After the work on the ground, a visit is then made to the Local Studies Collection at Hinckley Library where Phillip Lindley has been of great assistance in providing an introduction to local history sources and their use. By using local directories, microfiche copies of the Hinckley Times of 1889 and other sources, students have been able to build up a detailed picture of an area of Hinckley a century ago. The development of historical empathy, the projection of oneself into the situation of someone living in the past, has been a skill developed to a high degree by many of the students. This has been particularly aided by their own investigation of historical sources and the application of historical empathy to an environment with which they are familiar in a modern context.
Mr. Spriggs has investigated the areas of the town studied in the past in the modern context by examining land use and the commercial and industrial developments taking place today. Traffic and pedestrian surveys have been conducted and plotted, presenting a picture that would have seemed incredible to residents of Hinckley fifty years ago, let alone in 1889.
Students have noted the extent of change in a century and the continuing change which is taking place around them, and the impact which this is having on Hinckley. The names of houses and streets such as Hartington Cottages, Factory Road or the vanished Gladstone Place all help to tell the story not just of Hinckley in the past but of the nation as a whole. The change of use or ownership of buildings has been of special interest such as the insignia of Pares Leicestershire Bank above the entrance to the modern National Westminster Bank. Noted with interest also is the longevity of the existence of public houses bearing in many cases the same name for over a century. The continued existence of public houses bearing the same name as a century ago on Upper Bond Street when all other buildings had either changed or been demolished, gave food for thought but not of course liquid refreshment. Only chapels and churches, students noted, matched the longevity of public houses on particular sites and indeed in the case of most chapels and churches, far exceeded them. Fixity of tenure for locations of worship and drinking are of course a feature of towns throughout the country.

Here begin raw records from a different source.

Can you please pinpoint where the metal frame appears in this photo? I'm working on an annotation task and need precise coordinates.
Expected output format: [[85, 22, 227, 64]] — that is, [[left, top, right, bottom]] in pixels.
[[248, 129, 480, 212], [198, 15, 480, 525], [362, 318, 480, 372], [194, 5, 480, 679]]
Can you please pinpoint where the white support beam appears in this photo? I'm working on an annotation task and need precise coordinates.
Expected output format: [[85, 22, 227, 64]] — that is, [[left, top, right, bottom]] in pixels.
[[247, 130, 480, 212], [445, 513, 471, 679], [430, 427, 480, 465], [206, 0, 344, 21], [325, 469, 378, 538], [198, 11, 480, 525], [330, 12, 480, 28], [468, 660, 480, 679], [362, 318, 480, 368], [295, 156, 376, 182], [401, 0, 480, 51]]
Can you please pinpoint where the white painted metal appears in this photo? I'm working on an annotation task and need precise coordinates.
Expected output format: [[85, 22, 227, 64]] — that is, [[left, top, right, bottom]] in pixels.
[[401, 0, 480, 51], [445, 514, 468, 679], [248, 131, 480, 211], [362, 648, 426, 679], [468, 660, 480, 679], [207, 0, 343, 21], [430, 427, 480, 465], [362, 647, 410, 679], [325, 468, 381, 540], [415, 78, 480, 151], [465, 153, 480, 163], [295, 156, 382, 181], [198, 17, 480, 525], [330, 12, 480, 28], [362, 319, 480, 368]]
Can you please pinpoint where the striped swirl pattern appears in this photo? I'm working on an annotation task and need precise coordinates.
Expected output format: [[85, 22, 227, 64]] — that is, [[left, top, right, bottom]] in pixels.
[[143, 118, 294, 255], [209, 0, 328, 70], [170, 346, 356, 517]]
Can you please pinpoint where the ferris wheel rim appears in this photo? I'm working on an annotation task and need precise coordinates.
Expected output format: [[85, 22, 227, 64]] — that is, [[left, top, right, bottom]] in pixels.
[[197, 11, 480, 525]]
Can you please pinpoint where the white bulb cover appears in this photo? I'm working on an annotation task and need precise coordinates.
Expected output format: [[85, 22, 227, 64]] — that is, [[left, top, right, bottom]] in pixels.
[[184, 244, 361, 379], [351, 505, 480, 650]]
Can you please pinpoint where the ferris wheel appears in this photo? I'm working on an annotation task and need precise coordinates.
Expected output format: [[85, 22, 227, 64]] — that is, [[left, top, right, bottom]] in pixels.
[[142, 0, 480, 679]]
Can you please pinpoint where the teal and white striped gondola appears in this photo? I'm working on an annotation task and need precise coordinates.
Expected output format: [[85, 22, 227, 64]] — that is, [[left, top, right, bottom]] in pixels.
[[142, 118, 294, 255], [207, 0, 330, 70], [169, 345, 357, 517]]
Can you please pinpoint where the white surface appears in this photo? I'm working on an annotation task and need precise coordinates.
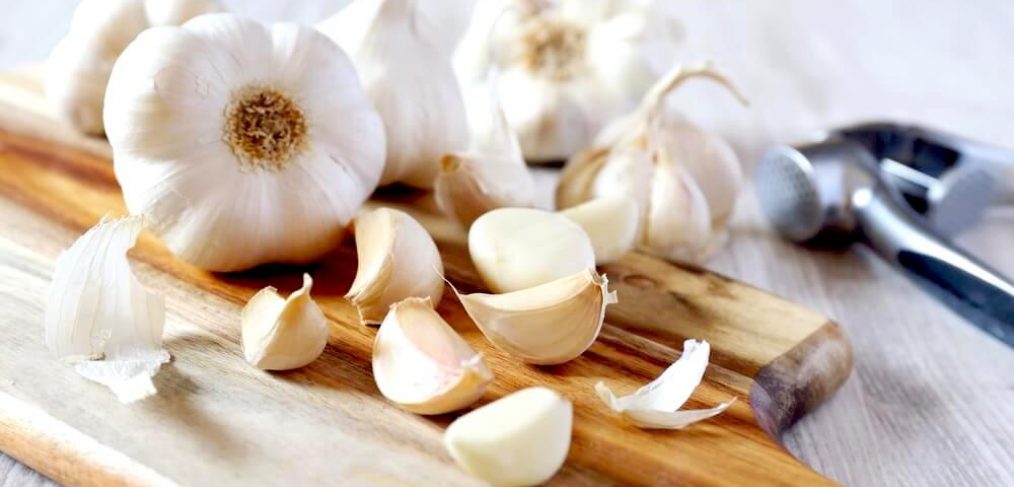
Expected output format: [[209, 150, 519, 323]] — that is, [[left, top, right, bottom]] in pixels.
[[0, 0, 1014, 486]]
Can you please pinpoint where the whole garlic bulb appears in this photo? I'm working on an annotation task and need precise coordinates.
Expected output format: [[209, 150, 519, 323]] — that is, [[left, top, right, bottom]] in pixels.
[[454, 0, 681, 162], [105, 14, 384, 271], [46, 0, 221, 135], [318, 0, 468, 189], [557, 64, 745, 262]]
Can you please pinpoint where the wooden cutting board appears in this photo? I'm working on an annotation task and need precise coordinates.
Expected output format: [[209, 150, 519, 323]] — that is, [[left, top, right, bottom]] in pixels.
[[0, 71, 852, 486]]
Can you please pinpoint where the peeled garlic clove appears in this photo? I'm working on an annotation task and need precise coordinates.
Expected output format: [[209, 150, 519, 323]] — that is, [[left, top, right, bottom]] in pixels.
[[45, 216, 169, 403], [444, 388, 574, 486], [468, 208, 595, 292], [345, 208, 444, 325], [458, 270, 617, 365], [240, 274, 328, 370], [595, 340, 735, 429], [373, 297, 493, 414], [560, 196, 640, 265]]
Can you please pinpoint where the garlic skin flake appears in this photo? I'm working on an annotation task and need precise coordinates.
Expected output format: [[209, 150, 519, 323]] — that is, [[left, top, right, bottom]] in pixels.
[[105, 14, 384, 271], [45, 0, 221, 135], [458, 270, 617, 365], [345, 208, 444, 325], [468, 208, 595, 292], [454, 0, 681, 162], [373, 297, 493, 414], [240, 274, 328, 370], [318, 0, 468, 189], [45, 216, 169, 403], [595, 340, 735, 429], [444, 388, 574, 486]]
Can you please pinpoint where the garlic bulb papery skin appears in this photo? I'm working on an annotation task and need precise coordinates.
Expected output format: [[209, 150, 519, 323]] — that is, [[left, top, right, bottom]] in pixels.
[[45, 0, 221, 135], [444, 388, 574, 486], [240, 274, 328, 370], [560, 195, 639, 265], [458, 270, 617, 365], [373, 297, 493, 414], [454, 0, 681, 162], [345, 208, 444, 325], [318, 0, 468, 189], [468, 208, 595, 292], [45, 216, 169, 403], [434, 78, 535, 227], [557, 64, 745, 263], [105, 14, 384, 271], [595, 340, 735, 429]]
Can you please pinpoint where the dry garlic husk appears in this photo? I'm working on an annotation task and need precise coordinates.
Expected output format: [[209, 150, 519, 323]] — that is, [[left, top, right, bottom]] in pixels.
[[240, 274, 328, 370], [444, 388, 574, 486], [454, 0, 680, 161], [105, 14, 384, 271], [458, 270, 617, 365], [46, 0, 220, 135], [560, 195, 638, 265], [45, 216, 169, 403], [318, 0, 468, 189], [434, 78, 535, 227], [557, 64, 743, 262], [468, 208, 595, 292], [345, 208, 444, 325], [595, 340, 735, 429], [373, 297, 493, 414]]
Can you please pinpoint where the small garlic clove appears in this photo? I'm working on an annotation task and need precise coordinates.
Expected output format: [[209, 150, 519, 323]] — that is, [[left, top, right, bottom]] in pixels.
[[373, 297, 493, 414], [240, 274, 328, 370], [595, 340, 735, 429], [345, 208, 444, 325], [468, 208, 595, 292], [458, 270, 617, 365], [444, 388, 574, 486], [560, 196, 640, 265]]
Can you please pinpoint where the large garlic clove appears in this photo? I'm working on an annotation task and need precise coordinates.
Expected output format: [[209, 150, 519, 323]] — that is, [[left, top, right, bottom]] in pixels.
[[373, 297, 493, 414], [240, 274, 328, 370], [444, 388, 574, 486], [468, 208, 595, 292], [458, 270, 617, 365], [346, 208, 444, 325], [560, 195, 640, 265]]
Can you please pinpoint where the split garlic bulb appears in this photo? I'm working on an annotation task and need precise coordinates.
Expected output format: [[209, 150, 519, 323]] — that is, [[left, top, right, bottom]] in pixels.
[[454, 0, 681, 161], [557, 65, 745, 262], [105, 14, 384, 271], [373, 297, 493, 414], [46, 0, 221, 135], [318, 0, 468, 189]]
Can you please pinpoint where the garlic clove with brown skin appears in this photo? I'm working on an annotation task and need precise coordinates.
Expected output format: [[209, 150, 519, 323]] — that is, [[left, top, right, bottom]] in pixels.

The students involved in the courses have generally appeared both to enjoy their course and develop or improve new study skills and interests. Angela Coleman, a participant in the first course, wrote a typical impression of Factory Road in 1889 which she has kindly allowed me to reproduce here:
Factory Road 1889
The street would have been fairly busy during the week, with plenty of comings and goings in the factories on the street. Maybe there were children playing on the cobbled street. There would probably be a water pump somewhere along the road and a Victorian pillar box. The rest of Hinckley would be similar. Cobbled streets, water pumps, public houses, horses and carts coming and going from the hosiery factories. On a Sunday everyone would have gone to St. Mary's Church or another nearby chapel, all wearing their finest bonnets. Near the church is the school, where the lucky children would go to during the week, until they are old enough to get a job in one of the factories in Hinckley, usually at the age of about 12 or 14. The residents of Factory Road were probably working class and not very rich.
At the end of each short course a display is made by the students, of the material they have gathered from their researches in directories, the census and the Hinckley Times. Photographs taken by the students are also included. In the future the activities might be extended to involve interviews with people who have been residents of a particular area for many years and who might have memories of others. Time has at present made this oral history aspect impossible to follow. So, if in the future you see a band of intrepid explorers from John Cleveland College in the town with clipboards and the enthusiasm of keen researchers fear not. Their objectives are wholly peaceful and are merely to further the knowledge and understanding of Hinckley Past and Present.